A general example file can be found in the GitHub Repository.
You should modify this file to suit your setup and then copy it to the user_files/
folder in your working directory (see later in Usage).
Structure of the machine.json
File
The machine.json
file is organized as a JSON dictionary with one or more keys that designate different HPC machines.
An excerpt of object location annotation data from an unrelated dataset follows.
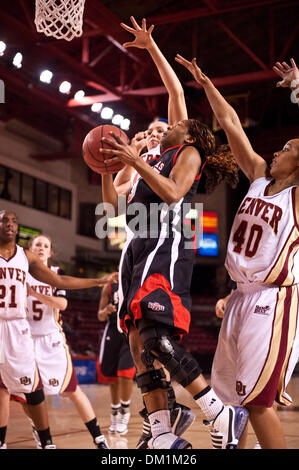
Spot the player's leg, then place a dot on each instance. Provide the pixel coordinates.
(230, 421)
(153, 384)
(126, 372)
(115, 405)
(4, 414)
(21, 363)
(37, 410)
(267, 427)
(87, 414)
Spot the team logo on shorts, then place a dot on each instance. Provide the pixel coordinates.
(53, 382)
(25, 380)
(262, 310)
(156, 306)
(240, 388)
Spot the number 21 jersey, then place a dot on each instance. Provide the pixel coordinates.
(13, 290)
(264, 241)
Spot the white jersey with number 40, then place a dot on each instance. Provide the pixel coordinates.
(264, 240)
(43, 319)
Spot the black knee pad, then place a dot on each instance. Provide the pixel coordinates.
(35, 398)
(158, 344)
(152, 380)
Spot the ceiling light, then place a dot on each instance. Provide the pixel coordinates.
(117, 119)
(2, 47)
(79, 95)
(96, 107)
(65, 87)
(125, 124)
(107, 113)
(46, 76)
(17, 60)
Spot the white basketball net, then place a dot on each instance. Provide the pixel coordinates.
(62, 19)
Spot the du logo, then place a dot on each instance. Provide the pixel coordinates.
(2, 92)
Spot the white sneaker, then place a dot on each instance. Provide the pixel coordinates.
(122, 423)
(101, 442)
(228, 427)
(168, 441)
(113, 423)
(36, 438)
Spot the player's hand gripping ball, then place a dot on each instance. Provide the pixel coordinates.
(92, 145)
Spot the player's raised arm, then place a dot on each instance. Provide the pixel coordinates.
(252, 164)
(105, 307)
(143, 39)
(122, 181)
(289, 75)
(44, 274)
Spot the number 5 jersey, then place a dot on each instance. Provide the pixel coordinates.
(264, 242)
(43, 319)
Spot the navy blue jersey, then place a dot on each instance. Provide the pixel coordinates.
(156, 268)
(113, 299)
(157, 211)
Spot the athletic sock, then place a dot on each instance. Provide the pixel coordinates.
(209, 403)
(171, 397)
(3, 430)
(125, 406)
(45, 437)
(115, 409)
(160, 422)
(93, 427)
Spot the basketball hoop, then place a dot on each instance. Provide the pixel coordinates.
(62, 19)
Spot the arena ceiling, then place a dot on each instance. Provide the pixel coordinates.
(236, 42)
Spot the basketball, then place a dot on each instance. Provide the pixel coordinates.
(92, 145)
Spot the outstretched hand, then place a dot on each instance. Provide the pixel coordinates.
(143, 38)
(111, 278)
(192, 66)
(287, 73)
(126, 153)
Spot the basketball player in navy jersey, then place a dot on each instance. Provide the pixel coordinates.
(17, 356)
(127, 179)
(260, 326)
(155, 276)
(115, 361)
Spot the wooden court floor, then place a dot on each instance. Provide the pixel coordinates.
(69, 432)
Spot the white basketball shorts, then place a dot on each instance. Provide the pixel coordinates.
(258, 346)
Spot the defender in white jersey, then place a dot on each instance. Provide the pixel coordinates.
(52, 352)
(259, 339)
(18, 368)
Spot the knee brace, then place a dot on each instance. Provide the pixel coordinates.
(158, 344)
(35, 398)
(152, 380)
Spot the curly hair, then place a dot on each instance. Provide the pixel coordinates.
(220, 162)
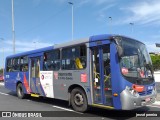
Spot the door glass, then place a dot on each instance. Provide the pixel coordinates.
(107, 75)
(35, 67)
(102, 90)
(96, 76)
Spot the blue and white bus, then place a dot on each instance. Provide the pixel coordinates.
(108, 71)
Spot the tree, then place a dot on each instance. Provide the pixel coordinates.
(156, 62)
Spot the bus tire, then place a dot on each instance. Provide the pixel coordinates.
(20, 91)
(79, 100)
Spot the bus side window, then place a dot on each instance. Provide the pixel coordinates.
(51, 60)
(24, 64)
(74, 57)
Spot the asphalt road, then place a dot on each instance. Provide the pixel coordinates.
(60, 110)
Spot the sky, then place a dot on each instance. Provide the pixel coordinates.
(42, 23)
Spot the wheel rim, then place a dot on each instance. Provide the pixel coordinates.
(78, 99)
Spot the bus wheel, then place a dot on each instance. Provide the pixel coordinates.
(79, 100)
(20, 91)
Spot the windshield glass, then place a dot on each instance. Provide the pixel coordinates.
(136, 61)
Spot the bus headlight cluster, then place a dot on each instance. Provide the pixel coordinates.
(133, 92)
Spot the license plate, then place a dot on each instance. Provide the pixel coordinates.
(148, 99)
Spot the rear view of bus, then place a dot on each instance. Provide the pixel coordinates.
(136, 68)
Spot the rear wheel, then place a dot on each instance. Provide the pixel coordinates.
(79, 100)
(20, 91)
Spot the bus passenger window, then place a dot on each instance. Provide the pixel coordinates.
(74, 57)
(51, 60)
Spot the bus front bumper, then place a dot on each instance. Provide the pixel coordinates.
(130, 102)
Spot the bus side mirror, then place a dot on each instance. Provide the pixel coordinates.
(120, 51)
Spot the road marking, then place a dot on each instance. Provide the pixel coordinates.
(3, 93)
(66, 109)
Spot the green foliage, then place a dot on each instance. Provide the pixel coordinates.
(156, 62)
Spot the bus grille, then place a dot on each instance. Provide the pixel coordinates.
(145, 93)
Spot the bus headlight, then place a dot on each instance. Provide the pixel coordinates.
(133, 92)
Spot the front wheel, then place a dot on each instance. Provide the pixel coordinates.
(79, 100)
(20, 91)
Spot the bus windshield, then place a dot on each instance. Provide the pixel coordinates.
(136, 62)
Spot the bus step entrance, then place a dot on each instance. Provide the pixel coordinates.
(34, 95)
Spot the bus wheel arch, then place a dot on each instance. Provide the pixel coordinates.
(78, 98)
(20, 90)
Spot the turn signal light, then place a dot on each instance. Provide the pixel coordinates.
(138, 88)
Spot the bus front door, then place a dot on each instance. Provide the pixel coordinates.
(102, 89)
(35, 75)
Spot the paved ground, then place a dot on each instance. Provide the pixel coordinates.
(10, 102)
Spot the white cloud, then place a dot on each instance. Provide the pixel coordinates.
(145, 12)
(24, 45)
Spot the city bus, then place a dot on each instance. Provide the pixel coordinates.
(107, 71)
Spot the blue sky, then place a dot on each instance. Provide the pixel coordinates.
(41, 23)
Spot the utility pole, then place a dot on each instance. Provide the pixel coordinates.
(110, 18)
(2, 56)
(13, 31)
(71, 3)
(132, 24)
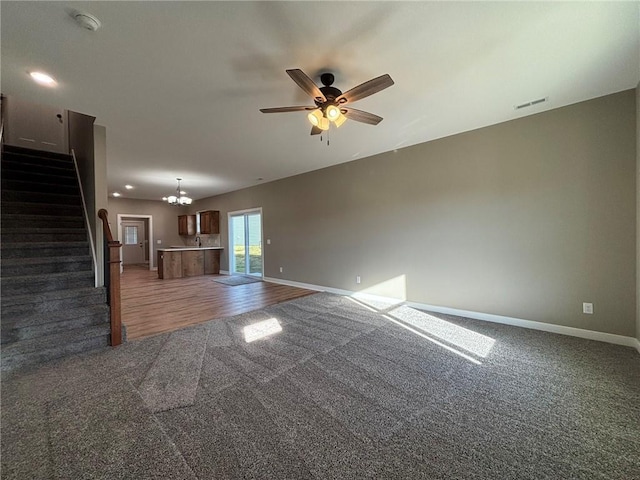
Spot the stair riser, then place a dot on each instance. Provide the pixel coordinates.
(80, 236)
(12, 362)
(9, 334)
(44, 268)
(52, 307)
(51, 221)
(39, 179)
(40, 209)
(26, 251)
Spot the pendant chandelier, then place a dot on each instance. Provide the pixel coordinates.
(179, 198)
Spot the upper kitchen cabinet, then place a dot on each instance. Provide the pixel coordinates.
(186, 224)
(39, 127)
(210, 222)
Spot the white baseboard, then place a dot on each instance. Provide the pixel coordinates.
(516, 322)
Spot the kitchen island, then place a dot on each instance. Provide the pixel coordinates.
(178, 262)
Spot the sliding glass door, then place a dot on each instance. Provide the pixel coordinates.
(245, 230)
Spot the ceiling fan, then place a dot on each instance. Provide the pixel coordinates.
(331, 103)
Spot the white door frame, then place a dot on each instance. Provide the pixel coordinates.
(230, 250)
(119, 219)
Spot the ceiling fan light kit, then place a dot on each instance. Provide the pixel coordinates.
(330, 102)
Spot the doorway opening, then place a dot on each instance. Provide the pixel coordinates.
(245, 240)
(135, 232)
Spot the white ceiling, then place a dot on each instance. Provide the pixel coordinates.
(178, 85)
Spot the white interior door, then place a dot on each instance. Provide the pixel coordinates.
(245, 230)
(133, 242)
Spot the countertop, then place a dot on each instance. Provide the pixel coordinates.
(180, 249)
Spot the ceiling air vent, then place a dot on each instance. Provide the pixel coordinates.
(531, 103)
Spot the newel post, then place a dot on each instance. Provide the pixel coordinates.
(112, 274)
(114, 292)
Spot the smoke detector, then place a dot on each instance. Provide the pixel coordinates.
(86, 20)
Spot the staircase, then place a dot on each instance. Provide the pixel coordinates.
(50, 307)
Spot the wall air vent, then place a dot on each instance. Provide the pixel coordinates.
(531, 103)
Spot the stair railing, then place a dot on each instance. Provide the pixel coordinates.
(112, 277)
(86, 217)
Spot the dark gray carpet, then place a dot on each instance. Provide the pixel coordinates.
(336, 391)
(236, 280)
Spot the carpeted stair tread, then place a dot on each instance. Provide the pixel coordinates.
(22, 235)
(24, 170)
(39, 178)
(43, 265)
(46, 303)
(46, 283)
(20, 321)
(19, 220)
(50, 306)
(41, 230)
(49, 347)
(44, 249)
(57, 198)
(35, 208)
(44, 185)
(51, 341)
(26, 328)
(13, 150)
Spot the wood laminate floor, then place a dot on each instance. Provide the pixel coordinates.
(151, 306)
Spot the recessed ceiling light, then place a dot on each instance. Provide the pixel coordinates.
(86, 20)
(43, 78)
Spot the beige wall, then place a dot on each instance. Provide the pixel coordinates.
(165, 220)
(526, 219)
(638, 212)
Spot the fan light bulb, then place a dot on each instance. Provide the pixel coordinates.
(333, 113)
(315, 117)
(340, 120)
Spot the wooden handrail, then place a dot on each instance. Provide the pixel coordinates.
(112, 254)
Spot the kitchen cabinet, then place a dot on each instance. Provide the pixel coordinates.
(188, 262)
(210, 222)
(186, 224)
(169, 265)
(211, 262)
(192, 263)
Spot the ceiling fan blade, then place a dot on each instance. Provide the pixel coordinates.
(360, 116)
(305, 83)
(365, 89)
(285, 109)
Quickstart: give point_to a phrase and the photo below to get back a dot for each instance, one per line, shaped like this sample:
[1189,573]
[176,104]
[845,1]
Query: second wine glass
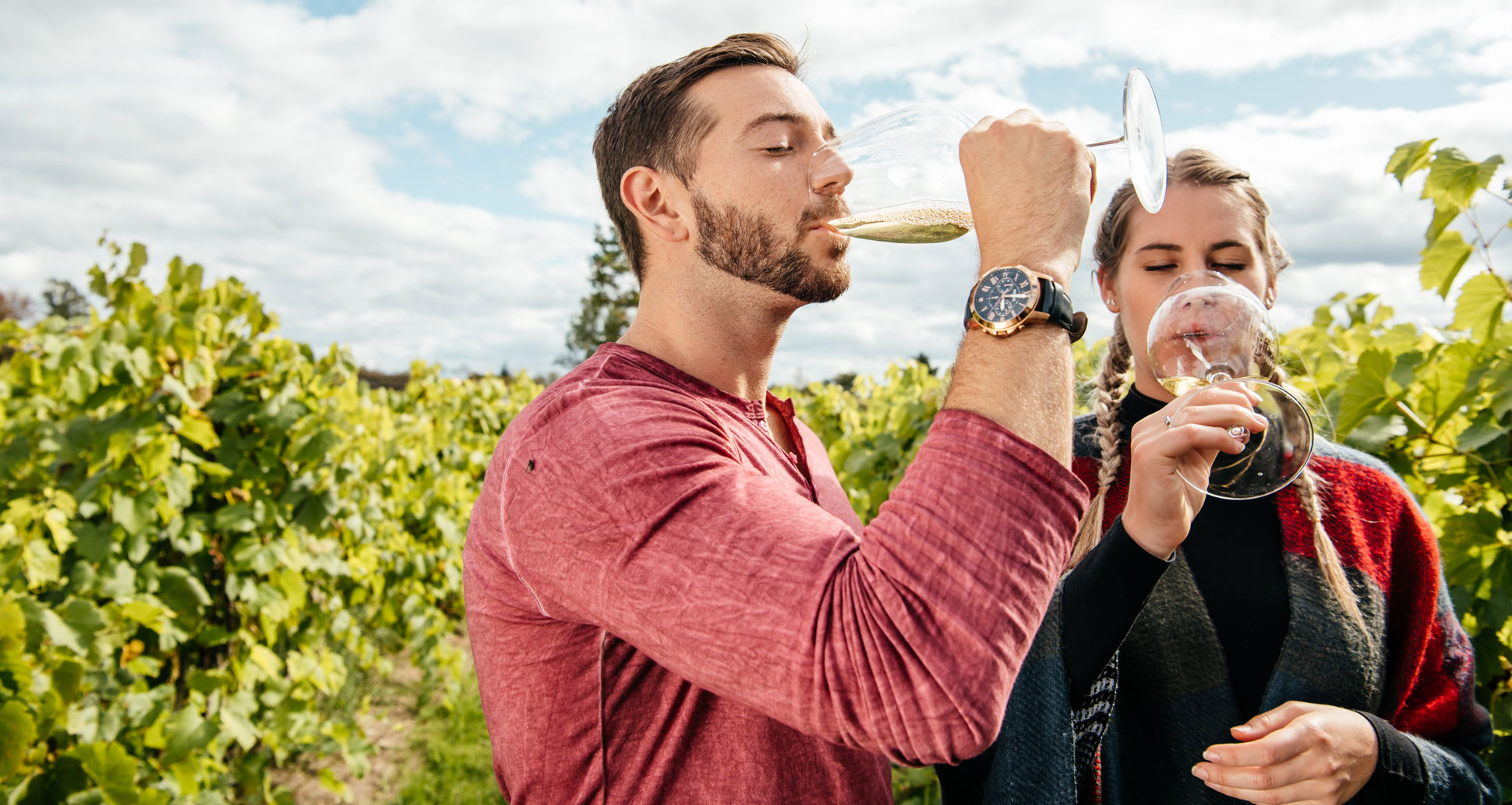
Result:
[1211,332]
[903,181]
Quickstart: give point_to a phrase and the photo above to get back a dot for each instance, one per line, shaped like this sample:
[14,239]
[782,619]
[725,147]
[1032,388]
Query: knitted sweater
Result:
[1169,680]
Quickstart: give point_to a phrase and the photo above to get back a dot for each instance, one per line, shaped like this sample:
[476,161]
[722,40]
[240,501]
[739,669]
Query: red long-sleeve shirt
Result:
[664,606]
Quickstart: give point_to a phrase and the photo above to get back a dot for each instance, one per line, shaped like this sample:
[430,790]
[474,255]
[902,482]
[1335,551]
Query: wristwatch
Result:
[1008,298]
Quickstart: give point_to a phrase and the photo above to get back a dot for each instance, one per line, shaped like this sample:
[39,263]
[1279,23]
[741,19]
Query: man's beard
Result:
[744,245]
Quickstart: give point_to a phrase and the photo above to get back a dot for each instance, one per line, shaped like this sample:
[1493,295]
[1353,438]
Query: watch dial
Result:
[1003,295]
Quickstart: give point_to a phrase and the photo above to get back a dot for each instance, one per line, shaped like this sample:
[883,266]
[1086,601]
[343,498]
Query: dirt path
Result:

The typical structure looks like this:
{
"myHPCkeyword1": {ENTRIES THAT DESCRIBE HPC 1},
"myHPCkeyword2": {ENTRIES THAT DESCRIBE HPC 2},
// Additional machines can be added here
}
Each key in the JSON file is a short string designating the name of the machine (e.g., "myHPCkeyword1"
, "myHPCkeyword2"
are the names of 2 different HPC machines).
The value associated with each key is a dictionary indicating the configuration entries for running jobs on the corresponding HPC machine.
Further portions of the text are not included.